The discography of Weezer, an American rock band, consists of 15 studio albums, two compilation albums, one video album, nine extended plays, 37 singles and 40 music videos. Weezer's self-titled debut studio album, often referred to as The Blue Album, was released in May 1994 through DGC Records. The album was a commercial success, peaking at number 16 on the US Billboard 200 and spawning the singles "Undone – The Sweater Song" and "Buddy Holly", both of which were responsible for launching Weezer into mainstream success with the aid of music videos directed by Spike Jonze. It has sold 3.3 million copies in the United States and has been certified triple platinum by the Recording Industry Association of America (RIAA), becoming the band's best selling album to date. Following the success of their debut album, Weezer took a break from touring for the Christmas holidays. Lead singer Rivers Cuomo began piecing together demo material for Weezer's second studio album. Cuomo's original concept for the album was a space-themed rock opera, Songs from the Black Hole. Ultimately, the Songs from the Black Hole album concept was dropped; the band, however, continued to utilize songs from these sessions into work for their second studio album. Pinkerton was released as the band's second studio album in September 1996. Peaking at number 19 on the Billboard 200, it was considered a critical and commercial failure at the time of its release, selling far less than its triple platinum predecessor. However, in the years following its release, it has seen much critical and commercial championing.

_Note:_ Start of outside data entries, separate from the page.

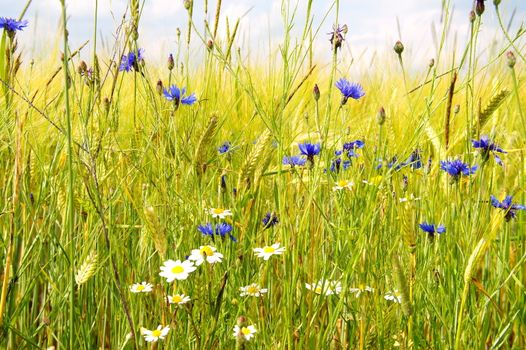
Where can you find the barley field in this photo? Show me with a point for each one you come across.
(217, 200)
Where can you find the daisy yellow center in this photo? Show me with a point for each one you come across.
(252, 289)
(177, 269)
(269, 250)
(207, 251)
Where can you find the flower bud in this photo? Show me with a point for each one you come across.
(82, 68)
(171, 63)
(106, 104)
(380, 116)
(511, 59)
(159, 87)
(399, 47)
(316, 92)
(472, 16)
(241, 321)
(431, 63)
(479, 7)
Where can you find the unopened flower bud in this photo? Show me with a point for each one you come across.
(380, 116)
(241, 321)
(479, 7)
(399, 47)
(106, 104)
(431, 63)
(82, 68)
(472, 16)
(316, 92)
(171, 62)
(159, 87)
(511, 59)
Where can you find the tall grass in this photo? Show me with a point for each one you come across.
(104, 180)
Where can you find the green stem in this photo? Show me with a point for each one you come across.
(70, 214)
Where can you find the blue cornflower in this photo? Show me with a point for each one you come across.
(351, 147)
(486, 147)
(390, 164)
(270, 219)
(177, 96)
(414, 160)
(348, 89)
(337, 164)
(348, 146)
(294, 160)
(456, 168)
(310, 150)
(225, 147)
(11, 25)
(206, 229)
(431, 229)
(337, 36)
(221, 229)
(508, 206)
(131, 60)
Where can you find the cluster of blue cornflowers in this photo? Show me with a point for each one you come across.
(343, 157)
(221, 229)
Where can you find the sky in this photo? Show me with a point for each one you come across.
(374, 25)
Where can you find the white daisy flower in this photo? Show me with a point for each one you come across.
(178, 299)
(176, 270)
(219, 212)
(361, 289)
(253, 290)
(156, 334)
(327, 287)
(394, 296)
(342, 185)
(207, 253)
(141, 287)
(267, 251)
(245, 332)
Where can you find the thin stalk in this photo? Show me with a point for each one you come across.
(71, 178)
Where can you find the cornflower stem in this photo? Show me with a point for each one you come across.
(71, 178)
(506, 34)
(516, 92)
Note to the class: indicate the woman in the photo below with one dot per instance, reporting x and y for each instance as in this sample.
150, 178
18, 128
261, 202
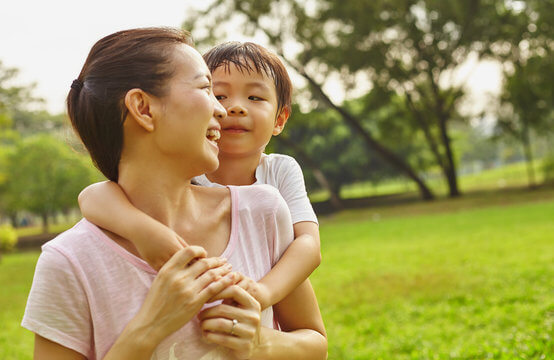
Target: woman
144, 108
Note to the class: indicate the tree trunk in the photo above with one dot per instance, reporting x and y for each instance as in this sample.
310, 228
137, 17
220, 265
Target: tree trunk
13, 219
44, 217
526, 140
449, 169
370, 142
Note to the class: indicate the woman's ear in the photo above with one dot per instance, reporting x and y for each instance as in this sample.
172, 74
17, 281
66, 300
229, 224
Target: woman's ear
140, 104
281, 120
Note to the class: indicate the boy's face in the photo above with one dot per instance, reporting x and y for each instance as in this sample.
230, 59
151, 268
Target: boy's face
251, 103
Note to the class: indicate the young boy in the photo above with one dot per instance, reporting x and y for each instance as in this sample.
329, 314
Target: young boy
254, 87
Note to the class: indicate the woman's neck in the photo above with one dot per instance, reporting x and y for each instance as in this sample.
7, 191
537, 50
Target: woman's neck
235, 170
163, 195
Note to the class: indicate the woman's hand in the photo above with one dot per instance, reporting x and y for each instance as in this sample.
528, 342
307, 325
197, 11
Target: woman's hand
258, 290
183, 285
235, 324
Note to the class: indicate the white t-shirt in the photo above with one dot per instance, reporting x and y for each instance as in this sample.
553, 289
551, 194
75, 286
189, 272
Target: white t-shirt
284, 173
87, 288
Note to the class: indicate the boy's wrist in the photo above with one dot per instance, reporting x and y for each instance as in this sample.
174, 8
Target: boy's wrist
263, 295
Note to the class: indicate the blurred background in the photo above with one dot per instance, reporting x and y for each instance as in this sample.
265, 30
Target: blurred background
425, 130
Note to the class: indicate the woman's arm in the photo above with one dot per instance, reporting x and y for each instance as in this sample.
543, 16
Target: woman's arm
106, 205
183, 285
49, 350
300, 259
303, 336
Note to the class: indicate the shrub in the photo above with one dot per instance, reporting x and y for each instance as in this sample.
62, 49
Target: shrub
548, 168
8, 238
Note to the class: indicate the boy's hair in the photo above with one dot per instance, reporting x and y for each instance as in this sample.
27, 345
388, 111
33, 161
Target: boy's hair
135, 58
249, 57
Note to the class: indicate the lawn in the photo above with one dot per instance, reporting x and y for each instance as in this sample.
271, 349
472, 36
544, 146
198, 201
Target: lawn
454, 279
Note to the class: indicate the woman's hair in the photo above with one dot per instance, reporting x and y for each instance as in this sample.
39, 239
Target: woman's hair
129, 59
249, 57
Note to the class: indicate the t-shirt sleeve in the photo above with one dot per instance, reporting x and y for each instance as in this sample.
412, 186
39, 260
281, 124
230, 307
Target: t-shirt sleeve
284, 233
57, 307
293, 189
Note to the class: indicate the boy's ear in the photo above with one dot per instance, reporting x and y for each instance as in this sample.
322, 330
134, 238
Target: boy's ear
141, 106
281, 121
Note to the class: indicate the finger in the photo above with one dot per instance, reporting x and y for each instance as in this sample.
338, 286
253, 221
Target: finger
181, 241
216, 287
225, 340
222, 311
205, 264
183, 257
225, 326
212, 275
240, 296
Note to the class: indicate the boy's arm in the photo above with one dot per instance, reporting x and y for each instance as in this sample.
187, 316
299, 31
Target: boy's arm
106, 205
300, 259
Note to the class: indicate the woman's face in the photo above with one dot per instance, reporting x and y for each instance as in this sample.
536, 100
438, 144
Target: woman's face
188, 129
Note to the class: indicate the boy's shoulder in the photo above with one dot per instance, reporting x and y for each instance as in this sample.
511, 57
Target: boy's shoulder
275, 160
259, 198
274, 168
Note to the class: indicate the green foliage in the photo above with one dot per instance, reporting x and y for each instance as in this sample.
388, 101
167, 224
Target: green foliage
404, 47
45, 176
8, 238
548, 168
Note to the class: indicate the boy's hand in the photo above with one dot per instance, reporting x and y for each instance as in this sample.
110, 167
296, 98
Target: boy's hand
159, 249
258, 290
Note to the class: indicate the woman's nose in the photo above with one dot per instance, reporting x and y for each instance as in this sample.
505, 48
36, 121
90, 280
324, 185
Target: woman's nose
237, 110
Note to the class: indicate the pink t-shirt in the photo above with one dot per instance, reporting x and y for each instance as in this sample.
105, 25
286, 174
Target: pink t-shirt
87, 288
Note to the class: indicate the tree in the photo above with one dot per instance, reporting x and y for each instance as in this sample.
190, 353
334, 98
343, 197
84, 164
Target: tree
409, 47
526, 105
45, 177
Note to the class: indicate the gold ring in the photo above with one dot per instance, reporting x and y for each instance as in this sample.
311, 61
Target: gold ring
235, 322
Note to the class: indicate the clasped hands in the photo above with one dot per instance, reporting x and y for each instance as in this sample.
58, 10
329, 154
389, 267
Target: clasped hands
188, 281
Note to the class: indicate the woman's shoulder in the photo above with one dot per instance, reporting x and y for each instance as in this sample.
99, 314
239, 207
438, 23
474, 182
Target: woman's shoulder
75, 244
257, 195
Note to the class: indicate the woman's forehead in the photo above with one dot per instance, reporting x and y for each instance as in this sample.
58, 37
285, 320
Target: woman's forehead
189, 62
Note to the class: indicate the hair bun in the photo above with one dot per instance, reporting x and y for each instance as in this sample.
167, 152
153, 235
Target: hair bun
77, 84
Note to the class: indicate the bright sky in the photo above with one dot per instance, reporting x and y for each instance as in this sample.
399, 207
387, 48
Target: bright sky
48, 40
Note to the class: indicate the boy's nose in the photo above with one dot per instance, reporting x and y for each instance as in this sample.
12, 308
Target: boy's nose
219, 111
237, 110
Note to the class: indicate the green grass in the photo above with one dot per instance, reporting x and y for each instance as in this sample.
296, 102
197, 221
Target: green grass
16, 274
466, 284
469, 278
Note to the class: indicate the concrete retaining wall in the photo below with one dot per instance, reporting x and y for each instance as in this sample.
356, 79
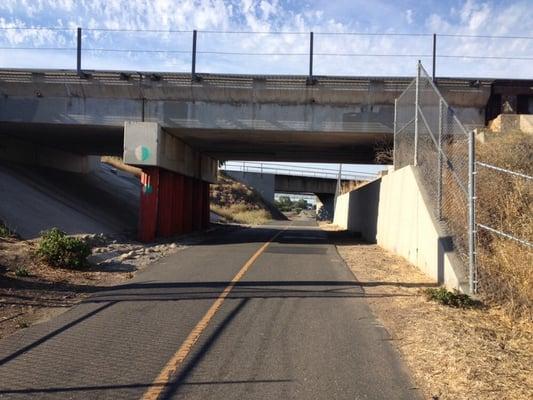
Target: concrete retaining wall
391, 211
264, 184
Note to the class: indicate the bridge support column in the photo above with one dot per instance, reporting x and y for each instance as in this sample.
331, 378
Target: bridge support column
171, 204
175, 181
325, 206
206, 210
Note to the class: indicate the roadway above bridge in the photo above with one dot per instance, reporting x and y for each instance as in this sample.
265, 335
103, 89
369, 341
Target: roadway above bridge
226, 117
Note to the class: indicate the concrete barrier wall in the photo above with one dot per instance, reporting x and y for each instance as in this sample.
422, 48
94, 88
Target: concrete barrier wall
392, 212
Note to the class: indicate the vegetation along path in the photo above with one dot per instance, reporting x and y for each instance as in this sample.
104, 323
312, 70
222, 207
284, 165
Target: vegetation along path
265, 313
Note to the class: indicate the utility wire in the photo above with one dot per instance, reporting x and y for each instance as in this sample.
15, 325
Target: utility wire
269, 32
230, 53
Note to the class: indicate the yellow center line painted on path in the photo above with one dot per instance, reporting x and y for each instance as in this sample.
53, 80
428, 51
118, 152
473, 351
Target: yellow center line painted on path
159, 384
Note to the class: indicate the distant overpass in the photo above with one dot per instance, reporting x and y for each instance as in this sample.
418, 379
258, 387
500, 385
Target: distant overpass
227, 117
177, 128
268, 179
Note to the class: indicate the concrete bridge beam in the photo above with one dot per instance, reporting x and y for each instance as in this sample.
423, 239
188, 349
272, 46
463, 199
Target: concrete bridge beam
175, 181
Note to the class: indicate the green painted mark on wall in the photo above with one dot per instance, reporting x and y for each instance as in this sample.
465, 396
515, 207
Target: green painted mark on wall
142, 153
147, 189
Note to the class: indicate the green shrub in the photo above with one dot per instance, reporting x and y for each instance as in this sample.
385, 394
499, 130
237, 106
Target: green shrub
60, 250
22, 272
5, 232
452, 299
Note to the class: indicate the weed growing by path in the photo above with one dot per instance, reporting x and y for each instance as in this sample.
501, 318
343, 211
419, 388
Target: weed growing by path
451, 298
60, 250
22, 272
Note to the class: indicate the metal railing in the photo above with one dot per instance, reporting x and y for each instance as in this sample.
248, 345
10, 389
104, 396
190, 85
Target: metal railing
306, 171
192, 43
428, 135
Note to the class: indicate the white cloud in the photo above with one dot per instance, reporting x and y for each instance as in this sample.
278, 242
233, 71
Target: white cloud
473, 17
409, 16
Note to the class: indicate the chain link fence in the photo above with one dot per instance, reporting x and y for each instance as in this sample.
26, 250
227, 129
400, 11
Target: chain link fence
428, 134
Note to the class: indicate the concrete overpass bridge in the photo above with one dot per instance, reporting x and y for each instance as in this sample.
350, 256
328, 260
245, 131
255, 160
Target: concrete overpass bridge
177, 128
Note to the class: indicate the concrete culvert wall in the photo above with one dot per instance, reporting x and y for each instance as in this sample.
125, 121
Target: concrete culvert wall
36, 198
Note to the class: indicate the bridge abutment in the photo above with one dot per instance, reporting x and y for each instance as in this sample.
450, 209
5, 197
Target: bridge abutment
175, 181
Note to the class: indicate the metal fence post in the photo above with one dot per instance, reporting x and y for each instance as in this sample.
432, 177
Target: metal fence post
439, 165
78, 52
472, 275
311, 55
394, 143
193, 66
417, 85
434, 55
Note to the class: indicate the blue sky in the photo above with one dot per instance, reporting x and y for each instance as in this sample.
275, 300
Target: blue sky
470, 17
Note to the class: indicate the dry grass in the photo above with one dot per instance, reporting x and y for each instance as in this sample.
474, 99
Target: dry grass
237, 202
454, 354
117, 163
239, 213
506, 203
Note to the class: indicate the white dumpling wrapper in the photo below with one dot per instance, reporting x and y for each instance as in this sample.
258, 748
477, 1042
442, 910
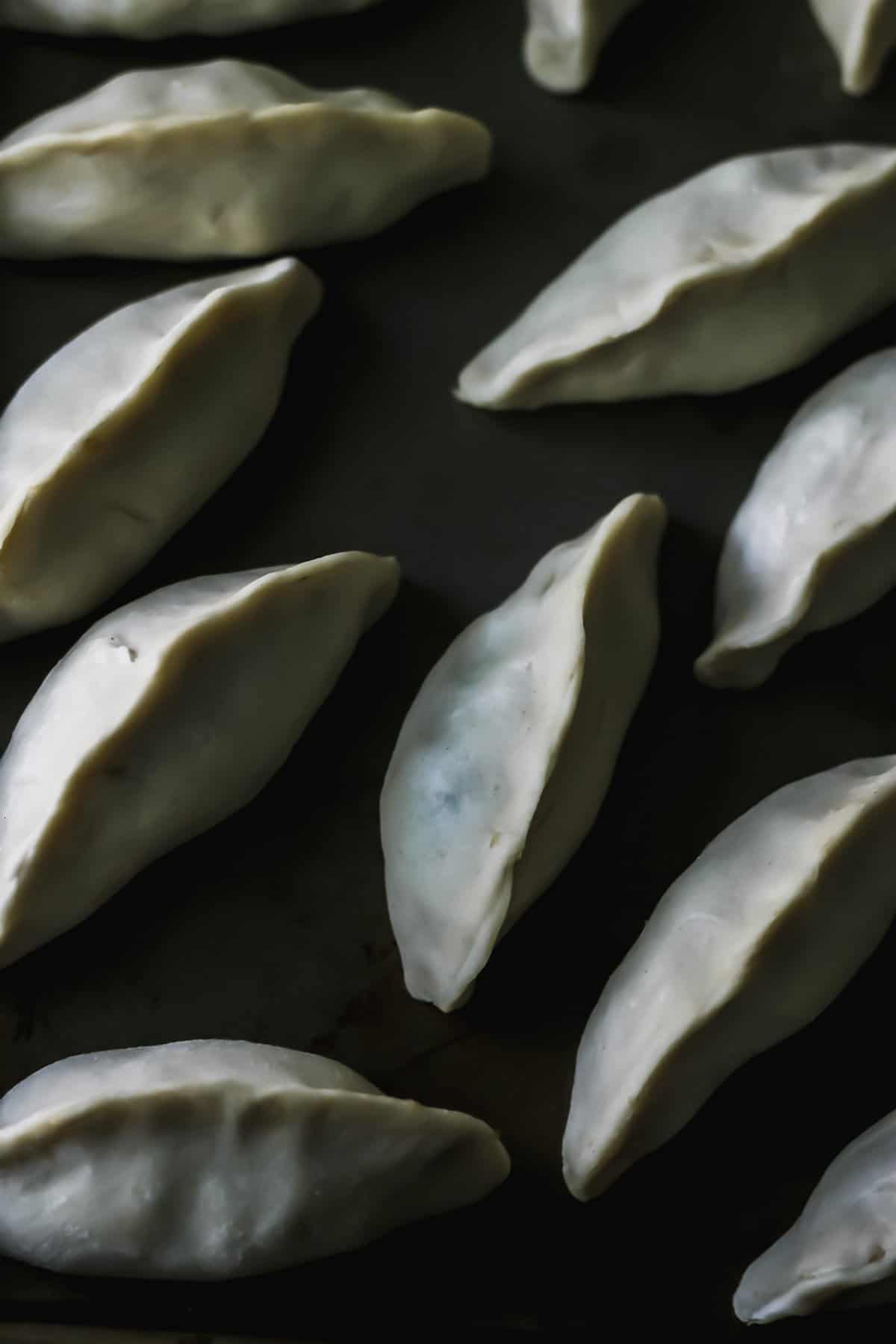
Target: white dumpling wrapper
167, 717
564, 40
508, 750
223, 159
815, 541
739, 275
215, 1159
166, 18
842, 1242
754, 940
862, 34
122, 435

Following a hiatus after the release of Pinkerton, Weezer returned to critical and commercial prominence in May 2001 with the release of their third studio album, a second self-titled album, commonly referred to as The Green Album. Peaking at number four on the Billboard 200, the album was certified platinum by the RIAA. Three singles were released from the album: "Hash Pipe", "Island in the Sun" and "Photograph", all of which reached the top 25 on the US Billboard Alternative Songs chart. A year later, the band released their fourth studio album Maladroit to positive reviews. The album peaked at number three on the Billboard 200 and was certified gold by the RIAA. "Dope Nose" and "Keep Fishin'", the album's two singles, both reached the top 15 on the Alternative Songs chart. In May 2005, the band released their fifth studio album, Make Believe. Despite receiving mixed reviews from critics, the album was a commercial success, peaking at number two on the Billboard 200 and being certified platinum by the RIAA. It spawned four singles, including the international hit "Beverly Hills", which became the band's first top ten hit on the US Billboard Hot 100 and the top-selling download of 2005.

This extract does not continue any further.